The drop-off marked the first time Texas has sent a bus carrying migrants directly to the city, Abbott said in a press release.
Friday’s group joined at least 4,000 asylum seekers who have arrived in the city seeking shelter in recent months. Other migrants have arrived in the city from states including Texas via Washington, D.C.
What You Need To Know
- A group of migrants sent to New York City by Texas Gov. Greg Abbott arrived in Manhattan by bus on Friday
- The drop-off marked the first time Texas has sent a bus carrying migrants directly to the city, according to Abbott
- His announcement escalated what Mayor Eric Adams on Thursday called a “crisis” growing due to lack of city housing and resources for asylum seekers
“Because of President Biden’s continued refusal to acknowledge the crisis caused by his open border policies, the state of Texas has had to take unprecedented action to keep our communities safe,” Abbott said in a statement.
“In addition to Washington, D.C., New York City is the ideal destination for these migrants, who can receive the abundance of city services and housing that Mayor Eric Adams has boasted about within the sanctuary city,” he added. “I hope he follows through on his promise of welcoming all migrants with open arms so that our overrun and overwhelmed border towns can find relief.”
Fifty-four migrants arrived on Friday’s bus, the Mayor’s Office of Immigrant Affairs said. Volunteers with a group called Grannies Respond welcomed them to the city.
“We fed these people, every single one of them, and we got them off the bus,” Grannies Respond Executive Director Catherine Cole said. “And we sorted them out, who’s staying in New York, who’s not.”
One of the bus passengers, Gustavo Rodriguez, told NY1 he journeyed from Venezuela through Central America and Mexico before arriving in Texas.
“It started in the jungle. It was complicated,” Rodriguez said in Spanish. “There was a moment in which we spent three days walking. We ran out of food. It was very intense.”
A family of migrants he was with suggested he go to New York, he said.
“They told us to come to New York, that there was more work. There were more spaces for Venezuelans,” he said. “We can live in shelters, and we are looking for a shelter, that we can have food and we can work.”

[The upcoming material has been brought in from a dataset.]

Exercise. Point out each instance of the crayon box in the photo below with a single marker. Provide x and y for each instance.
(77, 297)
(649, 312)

In a statement posted to Twitter Friday morning, Adams’ press secretary, Fabien Levy, accused Abbott of using “human beings as political pawn” by sending migrants to the five boroughs.

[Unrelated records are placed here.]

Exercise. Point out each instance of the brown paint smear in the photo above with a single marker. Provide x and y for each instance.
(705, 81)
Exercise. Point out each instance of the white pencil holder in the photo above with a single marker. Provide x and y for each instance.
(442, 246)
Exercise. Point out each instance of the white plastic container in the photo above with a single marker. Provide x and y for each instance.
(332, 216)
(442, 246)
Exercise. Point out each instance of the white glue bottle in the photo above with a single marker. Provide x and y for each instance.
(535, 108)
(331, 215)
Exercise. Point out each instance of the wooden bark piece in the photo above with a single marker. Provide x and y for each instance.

“NYC will continue to welcome asylum seekers [with] open arms, as we have always done, but we still need support from DC,” he wrote, doubling down on Adams’ calls for the federal government to provide resources to support the growing group.
Abbott’s announcement came a day after Adams declined his invitation to visit Texas’ southern border to see what the governor described as a “dire situation” stemming from an influx of migrants there.

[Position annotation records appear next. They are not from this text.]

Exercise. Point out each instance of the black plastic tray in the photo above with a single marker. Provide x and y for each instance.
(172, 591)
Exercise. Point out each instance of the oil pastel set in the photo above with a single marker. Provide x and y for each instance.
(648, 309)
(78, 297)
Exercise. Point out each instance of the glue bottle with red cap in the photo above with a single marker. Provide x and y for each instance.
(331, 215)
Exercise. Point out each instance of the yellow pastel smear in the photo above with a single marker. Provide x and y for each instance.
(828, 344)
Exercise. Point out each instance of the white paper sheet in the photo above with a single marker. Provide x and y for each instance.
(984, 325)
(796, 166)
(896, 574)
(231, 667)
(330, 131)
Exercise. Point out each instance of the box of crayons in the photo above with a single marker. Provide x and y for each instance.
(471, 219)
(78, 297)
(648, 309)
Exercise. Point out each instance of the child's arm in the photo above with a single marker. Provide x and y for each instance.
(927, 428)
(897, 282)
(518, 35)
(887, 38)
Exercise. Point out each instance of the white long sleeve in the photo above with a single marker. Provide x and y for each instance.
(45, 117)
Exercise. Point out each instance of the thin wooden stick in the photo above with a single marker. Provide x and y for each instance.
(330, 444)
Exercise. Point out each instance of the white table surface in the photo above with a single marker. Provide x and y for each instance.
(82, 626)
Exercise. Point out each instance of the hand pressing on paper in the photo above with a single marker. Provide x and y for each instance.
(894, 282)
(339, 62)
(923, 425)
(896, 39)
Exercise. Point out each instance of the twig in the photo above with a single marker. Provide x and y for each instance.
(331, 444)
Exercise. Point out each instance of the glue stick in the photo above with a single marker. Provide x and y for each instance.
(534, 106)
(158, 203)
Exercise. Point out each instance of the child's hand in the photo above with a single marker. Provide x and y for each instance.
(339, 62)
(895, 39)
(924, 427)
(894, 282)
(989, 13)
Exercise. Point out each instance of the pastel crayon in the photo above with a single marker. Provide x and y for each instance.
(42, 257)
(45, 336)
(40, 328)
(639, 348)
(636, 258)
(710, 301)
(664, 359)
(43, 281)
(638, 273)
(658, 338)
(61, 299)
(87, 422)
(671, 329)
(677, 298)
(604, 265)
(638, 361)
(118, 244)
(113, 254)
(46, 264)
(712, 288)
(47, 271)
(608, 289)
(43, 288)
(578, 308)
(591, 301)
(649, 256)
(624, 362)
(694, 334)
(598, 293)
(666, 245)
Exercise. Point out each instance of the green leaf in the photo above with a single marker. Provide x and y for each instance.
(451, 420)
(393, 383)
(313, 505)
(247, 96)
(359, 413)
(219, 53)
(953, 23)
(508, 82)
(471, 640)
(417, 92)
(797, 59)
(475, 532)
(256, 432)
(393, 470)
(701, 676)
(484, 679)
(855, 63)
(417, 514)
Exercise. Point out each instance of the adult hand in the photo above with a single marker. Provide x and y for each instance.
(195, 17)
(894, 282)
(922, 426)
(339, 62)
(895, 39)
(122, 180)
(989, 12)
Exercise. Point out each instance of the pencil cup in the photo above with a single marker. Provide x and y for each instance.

“What the Texas governor should do is invite those who were trying to find housing in his state to give them housing, instead of sending them here,” Adams said at a news conference Thursday, adding that he believed Abbott “set [the city] up” by asking the migrants where they wished to seek shelter.
“We believe, based on our preliminary review, people were being interviewed at the border and say, ‘Which state would you like to go to?’ Who’s not going to say New York? That’s a set up question,” the mayor said. “And this is a real crisis. I don’t know why people are trying to downplay this crisis of almost a hundred new arrivals a day.”
Asked about Abbott’s announcement on Friday, White House press secretary Karine Jean-Pierre called the move a “political ploy.”
"There's a legal process that we have going on right now," she said. "And if he cared about it, if he was really, really serious, he would let that process move through, but instead he wants to play politics and use the lives of migrants who are desperate to be here, who are trying to find a better life for themselves and use them, [while] also costing his constituents over $1 million. That's what he's doing."
In a joint statement released Friday morning, the Legal Aid Society and the Coalition for the Homeless said Abbott was “shamelessly exploiting” the migrants he sent to New York City to “serve some myopic political purpose,” but added that the city “must ensure that beds and critical services are immediately available to meet any demand.”
“As representatives of homeless New Yorkers and the legal team who secured New York’s historic right to shelter law, we will continue to monitor this development including onsite at the city’s shelter intake centers for both individuals and for families,” they said.
“We call on City Hall to immediately provide this administration’s plan for addressing the needs of all migrants arriving in New York City and requiring our help,” they added.
Rodriguez on Friday said it was possible he would stay in the city if he could find stable work.
“I’m here for my family’s dreams,” he said. “A better life.”